Professional educators practice observational awareness each day when it comes to assessing student behavior and performance. For a teacher, this observational awareness is second nature. The key to ensure not only academic success but also to ensure a safe learning environment is an awareness of situations and thus, educators are predisposed to use these observational skills to develop a situational awareness mindset and enable teachers and staff to identify a potentially violent individual. The key, however, to developing situational awareness beyond the classroom is advanced interactive training by security experts.
This training is not only essential for teachers and coaches, because they are in optimal positions to recognize changes in baseline behavior, but should include bus drivers, custodians, and other staff members because they see and hear things outside the classroom that can be more telling about a potential threat. Identifying and reporting suspicious packages, a concerning behavior, threatening remarks and other violence indicators can enable a threat assessment teams to mitigate and thus prevent a violent act from coming to fruition. But training and empowering educators and staff to apply these critical life skills can only achieve this higher level of awareness.
Individuals must learn to be comfortable reporting observations and incidents to their immediate supervisors or the school’s designated threat assessment team without hesitation or fear that they might be viewed as a pest or nuisance. Thus, advanced training is essential if school administrators are to set a positive tone and embrace the collaboration strength of situational awareness.

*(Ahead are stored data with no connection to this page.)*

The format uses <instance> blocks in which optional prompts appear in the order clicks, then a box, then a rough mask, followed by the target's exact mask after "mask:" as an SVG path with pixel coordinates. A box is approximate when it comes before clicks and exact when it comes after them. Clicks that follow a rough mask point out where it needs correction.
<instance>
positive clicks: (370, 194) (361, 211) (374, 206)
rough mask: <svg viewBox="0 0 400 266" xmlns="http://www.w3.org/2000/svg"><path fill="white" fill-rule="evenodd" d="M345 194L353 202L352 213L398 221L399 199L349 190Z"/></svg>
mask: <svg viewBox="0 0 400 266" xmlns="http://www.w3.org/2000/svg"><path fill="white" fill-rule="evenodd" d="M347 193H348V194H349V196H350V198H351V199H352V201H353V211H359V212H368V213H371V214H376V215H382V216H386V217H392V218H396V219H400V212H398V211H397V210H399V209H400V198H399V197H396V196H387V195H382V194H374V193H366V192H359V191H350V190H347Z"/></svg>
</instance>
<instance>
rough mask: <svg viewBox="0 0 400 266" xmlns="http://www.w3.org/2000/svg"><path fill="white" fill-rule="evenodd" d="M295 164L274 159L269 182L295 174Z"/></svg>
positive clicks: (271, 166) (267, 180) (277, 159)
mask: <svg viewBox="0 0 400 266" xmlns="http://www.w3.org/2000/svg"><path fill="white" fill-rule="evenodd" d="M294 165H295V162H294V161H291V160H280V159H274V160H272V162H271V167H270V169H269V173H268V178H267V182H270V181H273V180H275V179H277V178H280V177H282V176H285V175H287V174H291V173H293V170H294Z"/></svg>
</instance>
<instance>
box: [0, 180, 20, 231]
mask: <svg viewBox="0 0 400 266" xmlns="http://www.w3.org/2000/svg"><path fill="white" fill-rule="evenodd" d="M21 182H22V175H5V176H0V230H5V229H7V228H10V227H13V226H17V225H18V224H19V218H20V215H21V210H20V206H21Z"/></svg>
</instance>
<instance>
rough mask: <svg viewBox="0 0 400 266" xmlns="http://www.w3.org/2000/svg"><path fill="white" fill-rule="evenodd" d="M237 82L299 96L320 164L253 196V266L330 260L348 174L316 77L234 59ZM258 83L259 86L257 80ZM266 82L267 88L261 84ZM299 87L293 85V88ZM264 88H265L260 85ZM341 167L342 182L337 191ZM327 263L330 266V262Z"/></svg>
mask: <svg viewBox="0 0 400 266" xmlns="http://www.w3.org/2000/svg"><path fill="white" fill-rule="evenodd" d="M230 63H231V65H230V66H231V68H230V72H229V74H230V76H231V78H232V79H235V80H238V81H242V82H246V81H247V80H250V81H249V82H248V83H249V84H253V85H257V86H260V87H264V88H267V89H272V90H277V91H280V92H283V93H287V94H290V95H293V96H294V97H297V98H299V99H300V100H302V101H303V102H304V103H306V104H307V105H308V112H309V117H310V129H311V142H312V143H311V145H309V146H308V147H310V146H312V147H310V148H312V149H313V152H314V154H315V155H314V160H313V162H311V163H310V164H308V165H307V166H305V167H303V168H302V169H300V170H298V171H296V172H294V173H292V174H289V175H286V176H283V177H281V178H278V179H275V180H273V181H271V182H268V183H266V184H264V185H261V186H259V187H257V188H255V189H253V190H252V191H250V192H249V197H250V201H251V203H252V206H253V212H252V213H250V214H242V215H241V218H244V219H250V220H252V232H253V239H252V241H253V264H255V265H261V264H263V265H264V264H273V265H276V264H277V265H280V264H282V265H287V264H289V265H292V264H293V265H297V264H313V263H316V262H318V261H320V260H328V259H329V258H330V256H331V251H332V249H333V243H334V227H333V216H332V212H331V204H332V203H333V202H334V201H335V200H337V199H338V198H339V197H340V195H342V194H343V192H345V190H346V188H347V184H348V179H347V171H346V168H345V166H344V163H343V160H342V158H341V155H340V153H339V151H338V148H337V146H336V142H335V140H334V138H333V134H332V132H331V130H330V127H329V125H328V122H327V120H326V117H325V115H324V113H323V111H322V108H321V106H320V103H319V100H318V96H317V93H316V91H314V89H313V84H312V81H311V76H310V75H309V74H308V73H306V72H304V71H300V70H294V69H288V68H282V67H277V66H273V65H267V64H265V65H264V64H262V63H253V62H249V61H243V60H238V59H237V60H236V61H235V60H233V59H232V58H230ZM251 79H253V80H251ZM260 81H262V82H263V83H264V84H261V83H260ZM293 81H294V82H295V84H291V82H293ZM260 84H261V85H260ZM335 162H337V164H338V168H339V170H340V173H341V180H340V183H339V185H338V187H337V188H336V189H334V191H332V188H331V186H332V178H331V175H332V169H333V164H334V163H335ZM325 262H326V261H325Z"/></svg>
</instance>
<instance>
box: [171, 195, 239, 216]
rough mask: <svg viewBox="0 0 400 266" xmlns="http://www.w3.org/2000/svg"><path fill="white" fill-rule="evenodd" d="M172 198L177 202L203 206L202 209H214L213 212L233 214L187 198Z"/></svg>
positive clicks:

Today, school administrators, educators and staff daily face multiple security challenges that did not exist in the past. Gone are the days when a one hour lecture by local police or requiring employees to watch a 45 minute video are sufficient training on a school’s security needs. Safety initiatives and foundations now must be based on the security industry’s current best practices. It is essential that emergency operations plans and situational awareness doctrine be shared through advanced interactive training. This new paradigm provides a better means to mitigate potentially violent acts — including active shooter events. While no level of training will guarantee a zero chance of an incident, it is clear that zero or inadequate training will leave schools unprepared and place our children at a high risk. Candidly, this is a risk that no responsible adult should take lightly or accept.